Après l’excellent recueil La somme des vents contraires, on a enfin droit, six ans plus tard, à un nouvel ouvrage de Mario Brassard. Moins surréaliste que le précédent recueil, Le livre clairière gagne en intensité et en humanité. C’est un livre hanté par la mort, par l’agonie même, ce moment où la conscience atteint « la limite négative de la vie, la température extrême qui anéantira la toute dernière illusion », écrivait le jeune Cioran dans son essai Sur les cimes du désespoir. Il y a en effet chez Brassard une lucidité douloureuse qui le rapproche du philosophe roumain.
Les trois parties qui composent le recueil mettent en scène un tu, d’abord, puis un nous, et finalement un je confrontés à la fin de leur monde. Dans le premier tiers, « La distance dévorée par les loups », magnifique suite, le poète assiste, impuissant, à la mort inacceptable de l’autre : « Devant toi, nous sommes à nouveau des singes regardant la plaine, personne ne comprend autre chose que la falaise ». On pense au recueil de Philippe Moore, Le laboratoire des anges, qui relatait le lent effondrement d’un homme dans une chambre d’hôpital, texte qui a aussi valu à son auteur, en 2011 celui-là, le prestigieux prix Émile-Nelligan.

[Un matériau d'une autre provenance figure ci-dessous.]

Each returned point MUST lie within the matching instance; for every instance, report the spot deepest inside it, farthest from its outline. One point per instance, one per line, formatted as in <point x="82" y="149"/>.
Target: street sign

Chez Brassard, cette agonie, moins technologisée, est un retour à la nature oublieuse, au tout : « Une par une, tes larmes retournent à la mer ». À cette fin individuelle succède, dans la partie intitulée « Le cahier blanc », la chute d’une civilisation emportée par la guerre, monde encerclé par les flammes où l’on est contraint de « suçoter des abeilles gelées ». L’univers y est post-apocalyptique. Narrée au passé, cette histoire est pourtant la nôtre : « C’était hier pareil à demain ». Encore là, et ce sera le cas dans tout le recueil, le verbe se tient de l’autre côté du miroir, si l’on peut dire, représentant une image brisée du réel. Ce miroir que traverse le poète dans la dernière partie, « Autoportrait à la clairière». Le tu, le nous ont disparu au cours du voyage ; le poète est seul devant le terrible constat que « mourir parle trop fort ».
Mais contre la mort, il y a ce recueil, objet de beauté qui dépasse la souffrance. Le pouvoir des images, ici toujours incarnées et renouvelées, apparaît comme un audacieux sourire au néant.